The price volatility of oil witnessed a few years ago had a serious knock-on the Nigerian economy, ditching it into an economic stagnation pond between 2015 and2017.

Nigeria’s economy went into recession in 2016, contracting -1,6 percent.

Challenge for Zimbabwe
The challenge for Zimbabwe, as it strives to create an upper middle income economy by year 2030, is to ensure that it takes full advantage of the opportunities offered by African Continental Free Trade Area (AfCFTA) and other continental economic development programmes such as the Single African Air Transport Market (SAATM).

Africa, given its diversity, strategic geographical position and abundant natural resources, high on demand globally, is an attractive investment destination for global capital.

African Development Bank (AfDB) projects a 4 percent economic growth rate for Africa in 2020, surpassing 3,3 percent world growth focus.
This growth is being driven mainly through infrastructure development, commodity based industrialisation and diversification of economies, with emphasis on manufacturing and service industries.

Zimbabwe with its vast arable land, supported by irrigation and advanced agricultural technologies, has the potential to be the leader in Africa’s food production.

The country has the potential to move to the top of the African food chain through agro-industrialisation which entails adding value to all what it produces.

Zimbabwean tomato farmers should start producing canned juices and tomato puree, dairy farmers should increase yoghurt production while citrus farmers concentrate on juices and so on.
Diversification of the Zimbabwean economy and increased productivity will contribute to the continental objectives enshrined under Agenda 2063.

African Continental Free Trade Area (AfCFTA) launched at the 12th Extraordinary Summit of the African Union (AU) in Niamey, Niger, is a milestone set to break trade barriers deliberately imposed on African states via colonialism, inhibiting trade, cooperation and development amongst African countries.

With the signing of AfCFTA, Africa is set to become the world’s biggest economic trading bloc integrating 54 countries with 1,3 billion people and a combined GDP of US$3,4 trillion.
AfCFTA, which becomes operational in July 2020, with its secretariat hosted in Accra, Ghana, is expected to boost intra African trade which Afreximbank estimates at a paltry 11 percent of continental total trade or US$170 billion in 2017.

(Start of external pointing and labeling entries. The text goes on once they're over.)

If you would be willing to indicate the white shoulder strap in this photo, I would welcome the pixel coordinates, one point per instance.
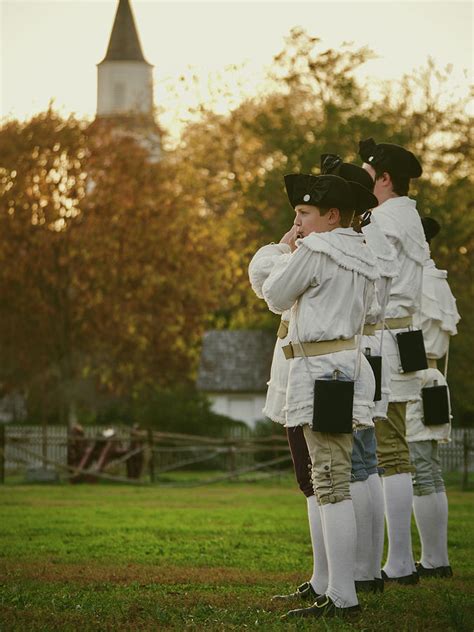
(446, 362)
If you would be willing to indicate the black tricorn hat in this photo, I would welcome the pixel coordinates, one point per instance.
(431, 228)
(328, 191)
(394, 158)
(332, 163)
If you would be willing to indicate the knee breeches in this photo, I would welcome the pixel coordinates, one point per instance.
(301, 459)
(392, 447)
(428, 477)
(331, 464)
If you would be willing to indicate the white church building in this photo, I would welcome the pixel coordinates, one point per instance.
(124, 77)
(234, 365)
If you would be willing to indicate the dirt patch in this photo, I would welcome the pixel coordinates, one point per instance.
(143, 574)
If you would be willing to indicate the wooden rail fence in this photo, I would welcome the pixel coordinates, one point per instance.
(140, 456)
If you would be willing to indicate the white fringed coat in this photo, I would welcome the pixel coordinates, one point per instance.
(323, 283)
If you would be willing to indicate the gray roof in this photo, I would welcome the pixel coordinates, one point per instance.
(124, 44)
(235, 361)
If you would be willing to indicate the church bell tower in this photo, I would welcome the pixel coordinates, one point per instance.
(124, 77)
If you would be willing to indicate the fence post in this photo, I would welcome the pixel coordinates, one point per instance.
(466, 448)
(151, 462)
(2, 453)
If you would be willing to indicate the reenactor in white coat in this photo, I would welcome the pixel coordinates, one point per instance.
(428, 417)
(392, 167)
(328, 283)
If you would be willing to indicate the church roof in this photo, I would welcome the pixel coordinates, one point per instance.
(235, 361)
(124, 44)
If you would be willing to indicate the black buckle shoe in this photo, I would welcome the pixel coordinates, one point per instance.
(322, 607)
(405, 580)
(365, 585)
(439, 571)
(379, 584)
(305, 591)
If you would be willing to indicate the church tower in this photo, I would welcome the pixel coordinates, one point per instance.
(124, 77)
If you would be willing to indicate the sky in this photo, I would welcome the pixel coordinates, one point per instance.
(49, 50)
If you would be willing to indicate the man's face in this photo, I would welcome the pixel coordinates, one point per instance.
(308, 220)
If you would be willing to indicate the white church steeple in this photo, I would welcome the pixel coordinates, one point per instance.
(124, 77)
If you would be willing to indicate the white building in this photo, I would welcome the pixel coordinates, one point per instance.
(124, 77)
(234, 370)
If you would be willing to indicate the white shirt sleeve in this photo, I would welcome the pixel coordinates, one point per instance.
(290, 278)
(262, 264)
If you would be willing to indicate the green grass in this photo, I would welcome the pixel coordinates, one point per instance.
(112, 557)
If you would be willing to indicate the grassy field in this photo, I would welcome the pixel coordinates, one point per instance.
(111, 557)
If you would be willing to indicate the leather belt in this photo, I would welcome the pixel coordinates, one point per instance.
(369, 330)
(396, 323)
(295, 350)
(283, 328)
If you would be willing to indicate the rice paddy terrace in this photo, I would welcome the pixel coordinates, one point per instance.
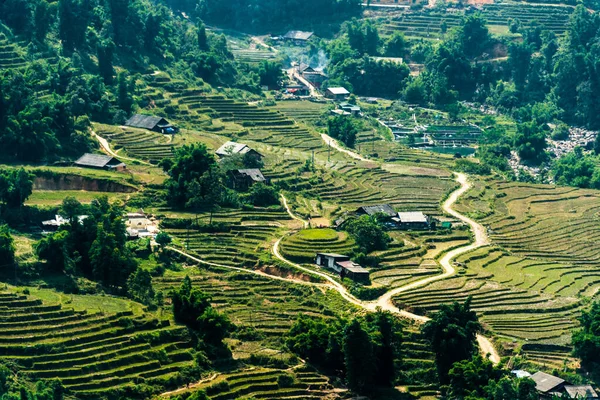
(92, 353)
(428, 24)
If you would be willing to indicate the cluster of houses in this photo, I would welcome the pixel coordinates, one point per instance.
(137, 224)
(550, 386)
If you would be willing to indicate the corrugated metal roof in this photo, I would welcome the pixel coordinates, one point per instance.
(412, 216)
(379, 208)
(545, 382)
(253, 173)
(338, 90)
(95, 160)
(144, 121)
(298, 35)
(581, 392)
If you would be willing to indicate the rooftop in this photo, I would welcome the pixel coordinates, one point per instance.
(412, 216)
(96, 160)
(298, 35)
(545, 382)
(144, 121)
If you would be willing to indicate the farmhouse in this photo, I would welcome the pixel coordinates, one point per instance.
(242, 179)
(100, 161)
(150, 122)
(343, 266)
(385, 209)
(297, 37)
(232, 148)
(412, 220)
(337, 93)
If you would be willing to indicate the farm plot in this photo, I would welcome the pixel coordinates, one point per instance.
(91, 353)
(138, 143)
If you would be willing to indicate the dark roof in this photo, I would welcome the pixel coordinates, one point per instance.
(96, 160)
(581, 392)
(298, 35)
(253, 173)
(379, 208)
(333, 255)
(145, 121)
(352, 267)
(545, 382)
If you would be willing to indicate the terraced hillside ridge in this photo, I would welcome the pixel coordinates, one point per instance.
(138, 143)
(91, 353)
(428, 24)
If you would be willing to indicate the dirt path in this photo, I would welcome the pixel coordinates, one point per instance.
(106, 147)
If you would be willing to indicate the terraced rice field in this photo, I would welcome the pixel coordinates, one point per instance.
(428, 24)
(302, 246)
(138, 143)
(91, 353)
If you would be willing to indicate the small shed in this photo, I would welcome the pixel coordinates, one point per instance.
(546, 383)
(385, 209)
(100, 161)
(232, 148)
(337, 93)
(298, 37)
(242, 179)
(412, 220)
(151, 122)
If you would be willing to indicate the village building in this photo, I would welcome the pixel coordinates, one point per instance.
(350, 108)
(100, 161)
(337, 93)
(412, 220)
(298, 37)
(152, 123)
(233, 148)
(384, 209)
(242, 179)
(343, 266)
(52, 225)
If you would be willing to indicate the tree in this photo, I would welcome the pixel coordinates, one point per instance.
(7, 248)
(451, 333)
(358, 357)
(139, 287)
(368, 233)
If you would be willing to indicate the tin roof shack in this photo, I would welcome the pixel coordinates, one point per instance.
(232, 148)
(547, 385)
(100, 161)
(343, 266)
(298, 37)
(412, 220)
(242, 179)
(337, 93)
(150, 122)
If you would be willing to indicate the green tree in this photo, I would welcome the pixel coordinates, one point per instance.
(7, 247)
(368, 233)
(358, 357)
(451, 333)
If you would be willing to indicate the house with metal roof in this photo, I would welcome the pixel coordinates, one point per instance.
(233, 148)
(337, 93)
(412, 220)
(385, 209)
(242, 179)
(100, 161)
(342, 265)
(151, 122)
(298, 37)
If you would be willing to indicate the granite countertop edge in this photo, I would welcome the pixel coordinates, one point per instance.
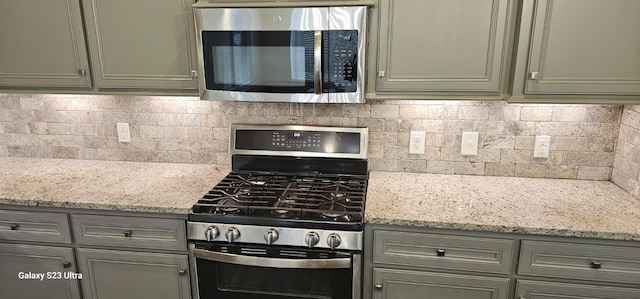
(96, 206)
(551, 232)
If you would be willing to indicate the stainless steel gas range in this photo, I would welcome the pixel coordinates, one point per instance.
(287, 221)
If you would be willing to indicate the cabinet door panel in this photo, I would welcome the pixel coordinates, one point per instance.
(585, 47)
(141, 43)
(140, 275)
(17, 258)
(34, 226)
(392, 284)
(42, 44)
(441, 46)
(549, 290)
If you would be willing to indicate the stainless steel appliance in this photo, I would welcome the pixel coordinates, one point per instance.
(287, 221)
(286, 54)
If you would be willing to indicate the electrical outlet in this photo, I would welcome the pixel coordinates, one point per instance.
(541, 149)
(123, 132)
(469, 144)
(416, 142)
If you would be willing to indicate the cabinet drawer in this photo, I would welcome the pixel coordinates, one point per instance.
(34, 226)
(120, 231)
(549, 290)
(442, 251)
(401, 284)
(580, 261)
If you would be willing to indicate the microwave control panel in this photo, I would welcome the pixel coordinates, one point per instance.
(342, 72)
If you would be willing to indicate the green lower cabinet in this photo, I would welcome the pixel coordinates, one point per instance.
(394, 284)
(114, 274)
(33, 271)
(551, 290)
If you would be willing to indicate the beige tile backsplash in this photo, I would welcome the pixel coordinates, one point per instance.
(626, 169)
(187, 130)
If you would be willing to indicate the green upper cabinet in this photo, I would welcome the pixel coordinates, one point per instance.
(436, 48)
(580, 49)
(42, 44)
(141, 44)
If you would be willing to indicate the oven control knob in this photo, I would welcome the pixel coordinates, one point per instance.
(271, 236)
(232, 234)
(334, 241)
(211, 233)
(312, 239)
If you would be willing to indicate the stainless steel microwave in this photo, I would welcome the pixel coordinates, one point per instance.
(285, 54)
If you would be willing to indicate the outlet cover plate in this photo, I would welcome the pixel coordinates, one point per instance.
(469, 144)
(416, 142)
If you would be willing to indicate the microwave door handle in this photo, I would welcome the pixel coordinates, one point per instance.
(339, 263)
(317, 62)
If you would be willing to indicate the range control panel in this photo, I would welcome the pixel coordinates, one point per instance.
(296, 140)
(283, 140)
(342, 57)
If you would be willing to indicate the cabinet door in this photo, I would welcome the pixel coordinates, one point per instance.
(393, 284)
(141, 275)
(19, 260)
(141, 43)
(42, 44)
(586, 47)
(549, 290)
(442, 45)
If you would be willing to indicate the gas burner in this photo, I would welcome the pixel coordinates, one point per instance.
(295, 196)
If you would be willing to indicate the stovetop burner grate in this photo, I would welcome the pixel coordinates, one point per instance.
(320, 197)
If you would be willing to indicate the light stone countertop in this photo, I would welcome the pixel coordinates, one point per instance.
(106, 185)
(572, 208)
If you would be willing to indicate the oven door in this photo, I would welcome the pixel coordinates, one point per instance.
(229, 271)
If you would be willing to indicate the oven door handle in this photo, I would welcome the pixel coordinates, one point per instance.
(339, 263)
(317, 62)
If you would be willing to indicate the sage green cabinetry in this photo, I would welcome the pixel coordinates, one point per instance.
(578, 49)
(436, 48)
(141, 44)
(412, 263)
(129, 274)
(42, 44)
(52, 262)
(118, 254)
(134, 46)
(138, 257)
(36, 243)
(415, 262)
(549, 290)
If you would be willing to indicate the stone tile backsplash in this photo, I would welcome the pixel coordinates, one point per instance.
(626, 169)
(187, 130)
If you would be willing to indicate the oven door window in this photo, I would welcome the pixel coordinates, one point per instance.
(232, 280)
(259, 61)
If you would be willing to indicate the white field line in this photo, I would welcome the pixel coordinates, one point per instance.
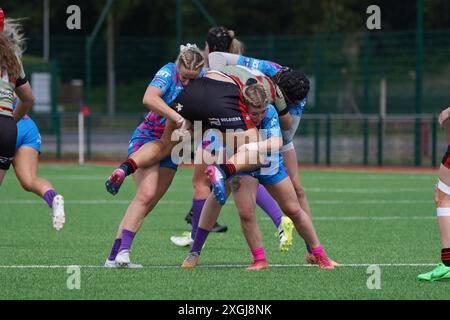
(219, 266)
(112, 201)
(363, 176)
(352, 218)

Single African Air Transport Market (SAATM), if implemented by all African countries, will open African skies and strengthen AfCFTA, whose success depends on free and cheaper movement of people, goods and services across Africa.

Zimbabwe should brace itself for open African skies if it is to remain a key player in Africa.

Infrastructure is a key enabler for economic development. Infrastructure deficit, in areas of energy, power, telecoms, technology, aviation, road and rail, to name a few, is a major constraint to economic development in Africa.

Afreximbank estimates Africa’s infrastructure financing gap at US$100 billion annually.

This gap offers African entrepreneurs with vast business opportunities to invest in infrastructure.

China remains the biggest partner in Africa’s infrastructure development through bilateral agreements, the Belt and Road Initiative (BRI) and other programmes.

China, at the Forum on China-Africa Cooperation (Focac), held in Beijing in 2018, pledged US$60 billion towards Africa’s infrastructure projects and development assistance through institutions such as; Export-Import Bank of China (EXIM), China Development Bank and China-Africa Development Fund.

As Zimbabwe works towards Vision 2030, infrastructure development is key especially in energy, transport, water and sanitation, health and telecoms.

We cannot achieve Vision 2030 with antiquated and dilapidated infrastructure.

Zimbabweans, we should not fall over backwards and forget that the tide for rebuilding the economy cannot rise if we do not diversify the economy and take full advantage of AU’s economic development programs.
We need to fully integrate the economy with the rest of African countries under AfCFTA.

Zimbabwe’s economic recovery and development is not a mission impossible, it is a possible mission.